The domestic steel sector is still plagued with overcapacity, low utilisation rates and soft ASP. Yingde is subject to uncertainties regarding cash collection and further additions to its delinquent accounts should operating conditions deteriorate. An increased working-capital position has hindered the ability to generate sustainable positive FCF - even during an industry downturn when significant capex reductions have taken place.

De-leveraging Trend Evident: Fitch expects Yingde's FFO-adjusted net leverage to improve to 3.5x-3.7x in 2015/2016 from 4.5x in 2014, due to lower capex and stable EBITDA generation. We see capex dropping to CNY1.0bn/1.5bn in 2015/2016 from CNY2.0bn in 2014, and the EBITDA margin to remain stable at 32%-33% between 2015 and 2017.

De-leveraging is expected to come from capex reduction, driven mostly by the weak industry fundamentals of the steel sector in China, which accounts for approximately two thirds of Yingde's projects. While this translates into slower top-line growth, the company's 'take-or-pay' business model with a pre-contracted average selling price (ASP) also warrants a relatively stable EBITDA margin..

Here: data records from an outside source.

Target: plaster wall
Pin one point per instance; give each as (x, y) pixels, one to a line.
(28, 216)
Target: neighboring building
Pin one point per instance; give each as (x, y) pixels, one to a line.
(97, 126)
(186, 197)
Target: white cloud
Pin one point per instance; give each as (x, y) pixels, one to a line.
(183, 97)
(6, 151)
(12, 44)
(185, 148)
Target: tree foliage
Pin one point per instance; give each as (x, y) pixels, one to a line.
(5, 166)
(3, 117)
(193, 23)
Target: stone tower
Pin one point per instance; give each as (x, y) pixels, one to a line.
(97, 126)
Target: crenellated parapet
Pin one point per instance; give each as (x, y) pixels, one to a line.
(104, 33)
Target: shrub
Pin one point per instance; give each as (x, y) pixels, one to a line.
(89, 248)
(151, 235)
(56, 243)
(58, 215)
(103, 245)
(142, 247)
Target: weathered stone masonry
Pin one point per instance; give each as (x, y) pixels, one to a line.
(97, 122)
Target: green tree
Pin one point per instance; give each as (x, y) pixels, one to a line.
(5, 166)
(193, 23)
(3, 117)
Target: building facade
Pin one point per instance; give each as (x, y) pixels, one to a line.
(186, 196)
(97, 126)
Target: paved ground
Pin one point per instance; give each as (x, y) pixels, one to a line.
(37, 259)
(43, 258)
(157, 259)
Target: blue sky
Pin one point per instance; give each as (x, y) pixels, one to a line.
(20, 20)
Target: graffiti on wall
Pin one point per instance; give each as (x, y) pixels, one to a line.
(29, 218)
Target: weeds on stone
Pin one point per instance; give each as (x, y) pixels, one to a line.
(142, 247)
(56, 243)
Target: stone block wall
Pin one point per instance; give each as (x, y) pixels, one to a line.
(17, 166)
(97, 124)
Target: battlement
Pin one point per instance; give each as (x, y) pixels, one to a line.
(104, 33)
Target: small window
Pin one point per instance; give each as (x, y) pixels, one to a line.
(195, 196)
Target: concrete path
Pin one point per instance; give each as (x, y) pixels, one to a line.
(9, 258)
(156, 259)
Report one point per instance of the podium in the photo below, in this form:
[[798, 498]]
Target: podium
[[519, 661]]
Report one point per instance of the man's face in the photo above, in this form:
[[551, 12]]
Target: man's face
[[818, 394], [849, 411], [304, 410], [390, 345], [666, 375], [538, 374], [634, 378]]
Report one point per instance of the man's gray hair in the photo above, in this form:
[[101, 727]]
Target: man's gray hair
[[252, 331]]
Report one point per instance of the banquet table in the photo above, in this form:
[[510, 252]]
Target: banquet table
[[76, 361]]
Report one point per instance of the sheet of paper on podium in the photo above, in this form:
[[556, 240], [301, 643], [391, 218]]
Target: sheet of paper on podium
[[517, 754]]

Stable Profitability: Yingde enjoys more stable profitability than its peers. This is due to the high contribution from its on-site business, the bulk of which employs the take-or-pay business model with pre-contracted ASP. The EBITDA margin was stable and remained within 30%-32% between FY11 and FY14. Yingde's competitors, on the other hand, tend to have more unpredictable earnings profiles as they have higher exposure to the merchant gas sales segment, which has wider gross margins but is subject to greater volatility in demand and pricing.

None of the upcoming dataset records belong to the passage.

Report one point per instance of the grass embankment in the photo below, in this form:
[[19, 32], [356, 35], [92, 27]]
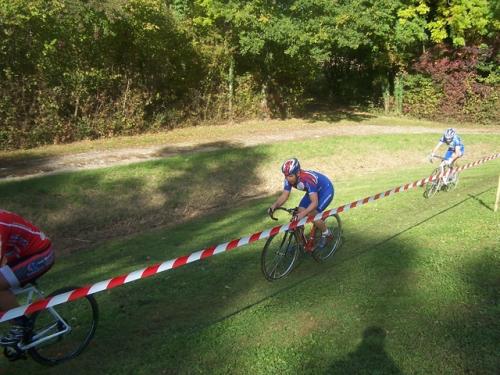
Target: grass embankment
[[413, 290]]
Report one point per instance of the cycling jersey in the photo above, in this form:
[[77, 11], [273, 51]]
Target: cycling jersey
[[456, 141], [20, 238], [313, 182]]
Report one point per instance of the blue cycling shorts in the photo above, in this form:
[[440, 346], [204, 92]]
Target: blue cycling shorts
[[450, 152], [325, 197]]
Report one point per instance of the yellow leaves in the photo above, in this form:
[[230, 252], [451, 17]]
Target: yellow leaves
[[148, 26], [263, 18]]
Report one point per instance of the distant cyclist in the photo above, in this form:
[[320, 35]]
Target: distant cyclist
[[25, 254], [455, 148], [319, 194]]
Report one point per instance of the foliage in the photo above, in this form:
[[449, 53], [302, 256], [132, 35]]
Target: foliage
[[464, 95], [85, 69]]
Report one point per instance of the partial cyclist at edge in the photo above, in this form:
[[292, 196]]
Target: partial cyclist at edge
[[455, 147], [25, 254], [319, 194]]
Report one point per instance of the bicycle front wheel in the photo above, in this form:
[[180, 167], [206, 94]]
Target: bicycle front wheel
[[432, 187], [452, 185], [80, 315], [279, 255], [333, 243]]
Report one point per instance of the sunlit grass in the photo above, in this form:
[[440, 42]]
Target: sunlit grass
[[414, 288]]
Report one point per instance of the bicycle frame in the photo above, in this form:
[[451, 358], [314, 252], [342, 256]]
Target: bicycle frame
[[442, 166], [45, 335], [307, 244]]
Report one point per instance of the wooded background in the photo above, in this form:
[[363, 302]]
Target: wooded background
[[72, 70]]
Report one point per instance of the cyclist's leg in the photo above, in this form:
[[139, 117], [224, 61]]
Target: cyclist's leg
[[324, 199], [8, 301], [31, 268], [16, 275], [7, 281], [446, 177]]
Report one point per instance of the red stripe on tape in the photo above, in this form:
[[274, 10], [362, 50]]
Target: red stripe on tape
[[275, 230], [151, 270], [255, 237], [39, 305], [116, 281], [180, 261], [208, 252], [232, 244]]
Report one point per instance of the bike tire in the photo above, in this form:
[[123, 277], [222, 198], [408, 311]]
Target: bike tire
[[432, 187], [279, 255], [81, 314], [453, 184], [335, 225]]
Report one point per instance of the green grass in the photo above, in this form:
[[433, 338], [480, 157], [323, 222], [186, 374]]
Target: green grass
[[414, 289], [218, 134]]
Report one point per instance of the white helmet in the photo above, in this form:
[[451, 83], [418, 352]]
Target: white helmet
[[449, 134], [290, 166]]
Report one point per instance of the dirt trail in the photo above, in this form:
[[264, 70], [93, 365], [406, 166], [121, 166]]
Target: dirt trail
[[104, 158]]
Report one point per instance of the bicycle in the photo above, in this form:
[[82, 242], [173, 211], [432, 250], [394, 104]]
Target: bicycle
[[55, 336], [447, 182], [278, 258]]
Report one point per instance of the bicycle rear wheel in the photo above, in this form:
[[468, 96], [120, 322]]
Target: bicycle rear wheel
[[279, 255], [333, 243], [452, 185], [81, 315], [432, 187]]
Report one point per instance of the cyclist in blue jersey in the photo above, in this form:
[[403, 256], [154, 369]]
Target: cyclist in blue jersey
[[455, 149], [455, 146], [319, 194]]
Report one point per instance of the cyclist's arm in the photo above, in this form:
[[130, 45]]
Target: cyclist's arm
[[456, 154], [437, 147], [312, 206], [281, 199]]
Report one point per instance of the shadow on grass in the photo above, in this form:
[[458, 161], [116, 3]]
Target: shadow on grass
[[472, 326], [202, 147], [480, 201], [369, 357], [335, 115], [170, 323], [80, 209]]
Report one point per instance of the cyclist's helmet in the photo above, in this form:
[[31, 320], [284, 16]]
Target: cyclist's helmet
[[291, 166], [449, 134]]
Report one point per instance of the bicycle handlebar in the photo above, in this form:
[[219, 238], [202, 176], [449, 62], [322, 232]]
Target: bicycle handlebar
[[291, 211], [436, 157]]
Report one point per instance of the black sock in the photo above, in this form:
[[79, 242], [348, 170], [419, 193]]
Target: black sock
[[21, 321]]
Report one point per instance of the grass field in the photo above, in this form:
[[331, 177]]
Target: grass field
[[414, 289]]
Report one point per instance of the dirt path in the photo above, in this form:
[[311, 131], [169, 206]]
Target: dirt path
[[24, 169]]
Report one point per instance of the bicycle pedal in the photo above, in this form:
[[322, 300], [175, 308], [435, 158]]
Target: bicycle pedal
[[12, 353]]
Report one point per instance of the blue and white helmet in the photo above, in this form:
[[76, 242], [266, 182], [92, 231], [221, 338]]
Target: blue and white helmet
[[449, 134], [290, 166]]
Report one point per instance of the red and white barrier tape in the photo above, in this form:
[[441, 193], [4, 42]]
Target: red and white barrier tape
[[208, 252]]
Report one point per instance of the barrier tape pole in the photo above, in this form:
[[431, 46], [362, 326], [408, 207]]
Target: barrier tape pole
[[209, 251]]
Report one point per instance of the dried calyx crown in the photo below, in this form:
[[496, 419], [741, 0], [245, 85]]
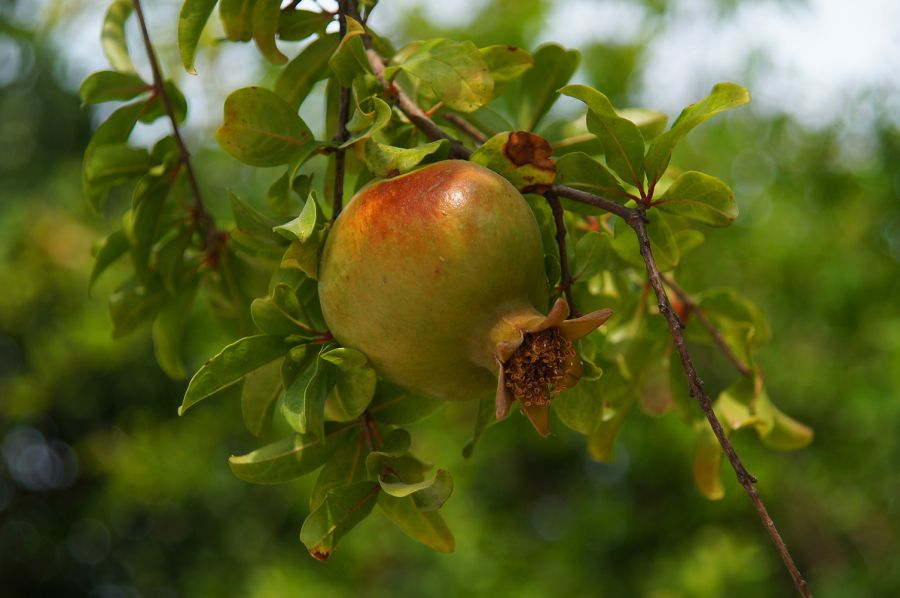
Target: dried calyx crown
[[542, 362]]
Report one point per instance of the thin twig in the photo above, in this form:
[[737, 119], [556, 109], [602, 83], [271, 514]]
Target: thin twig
[[201, 215], [566, 279], [341, 135], [466, 127], [636, 218], [714, 332], [746, 480]]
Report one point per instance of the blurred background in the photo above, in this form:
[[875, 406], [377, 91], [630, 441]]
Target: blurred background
[[104, 491]]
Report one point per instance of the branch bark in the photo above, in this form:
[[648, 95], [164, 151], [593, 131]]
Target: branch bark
[[566, 279], [341, 135], [747, 480], [714, 332], [201, 215], [636, 218]]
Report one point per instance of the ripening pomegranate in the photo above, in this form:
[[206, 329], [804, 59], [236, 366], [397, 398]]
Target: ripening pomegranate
[[438, 277]]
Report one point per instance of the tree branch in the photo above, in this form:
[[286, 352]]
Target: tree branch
[[566, 279], [201, 215], [714, 332], [746, 480], [465, 127], [636, 218], [340, 156]]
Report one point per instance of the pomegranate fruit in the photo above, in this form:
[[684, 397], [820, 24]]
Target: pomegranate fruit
[[438, 277]]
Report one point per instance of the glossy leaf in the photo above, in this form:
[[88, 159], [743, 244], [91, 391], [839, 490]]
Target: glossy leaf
[[112, 36], [231, 364], [484, 417], [286, 459], [191, 21], [580, 171], [111, 86], [134, 304], [707, 466], [297, 25], [346, 466], [303, 72], [265, 24], [113, 247], [343, 508], [623, 144], [522, 158], [237, 19], [553, 67], [302, 227], [427, 527], [388, 161], [396, 406], [258, 396], [349, 60], [455, 73], [662, 243], [261, 129], [700, 197], [724, 96], [506, 63], [650, 123]]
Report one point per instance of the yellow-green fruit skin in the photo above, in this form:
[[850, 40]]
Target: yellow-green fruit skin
[[426, 272]]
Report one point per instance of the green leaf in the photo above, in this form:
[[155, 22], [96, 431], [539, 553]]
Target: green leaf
[[346, 466], [355, 384], [191, 21], [591, 255], [553, 67], [662, 243], [485, 416], [297, 25], [113, 247], [650, 123], [581, 407], [237, 19], [602, 441], [396, 406], [349, 60], [427, 527], [724, 96], [148, 199], [168, 332], [580, 171], [231, 364], [258, 396], [623, 144], [506, 63], [112, 37], [454, 72], [388, 161], [287, 459], [133, 304], [111, 86], [302, 227], [343, 508], [303, 72], [113, 164], [700, 197], [436, 490], [364, 125], [707, 465], [261, 129], [522, 158], [265, 24]]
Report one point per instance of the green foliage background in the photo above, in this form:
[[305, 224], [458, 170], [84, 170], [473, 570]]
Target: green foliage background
[[104, 491]]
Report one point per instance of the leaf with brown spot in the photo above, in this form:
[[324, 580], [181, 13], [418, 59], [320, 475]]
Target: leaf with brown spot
[[522, 157]]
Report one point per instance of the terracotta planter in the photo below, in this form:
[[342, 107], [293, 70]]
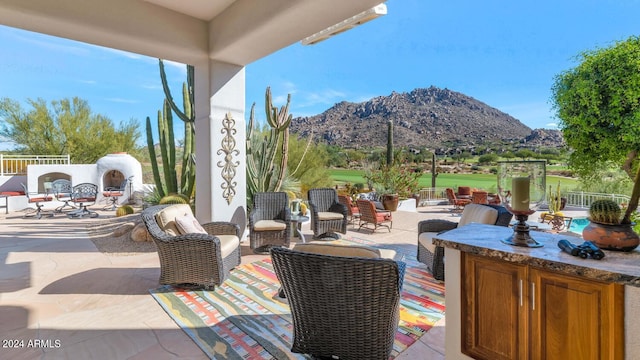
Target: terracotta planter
[[611, 237], [390, 201]]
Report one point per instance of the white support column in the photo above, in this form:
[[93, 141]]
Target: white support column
[[220, 143]]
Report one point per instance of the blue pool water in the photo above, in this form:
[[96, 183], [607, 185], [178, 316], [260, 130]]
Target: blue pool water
[[577, 224]]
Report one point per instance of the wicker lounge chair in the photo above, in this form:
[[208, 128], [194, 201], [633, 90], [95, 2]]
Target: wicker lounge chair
[[62, 190], [345, 306], [201, 260], [269, 221], [328, 215], [433, 256], [37, 199], [370, 215], [352, 210], [458, 204], [113, 193]]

Small by Global Standards: Yingde has a firm hold on the Chinese on-site segment, but its scale is still small by global standards. The international industrial gases sector is dominated by the big players with strong market positions in the merchant market, and the financial strength to compete in the on-site business.

KEY ASSUMPTIONS

Fitch's key assumptions within our rating case for the issuer include:
- 3%-6% revenue growth between 2015 and 2017;
- Capex of CNY1.0bn/1.5bn in 2015/2016, respectively;
- 32%-33% gross margin between 2015 and 2017.

RATING SENSITIVITIES

Negative: Developments that may, individually or collectively, lead to negative rating action include:
- EBITDA margin sustained below 30%;
- Working capital days sustained above 50 days;
- Sustained negative FCF generation;
- FFO-adjusted net leverage sustained above 4.0x.

Positive: Developments that may, individually or collectively, lead to positive rating action include:
- The negative triggers are not met over the next 12 months.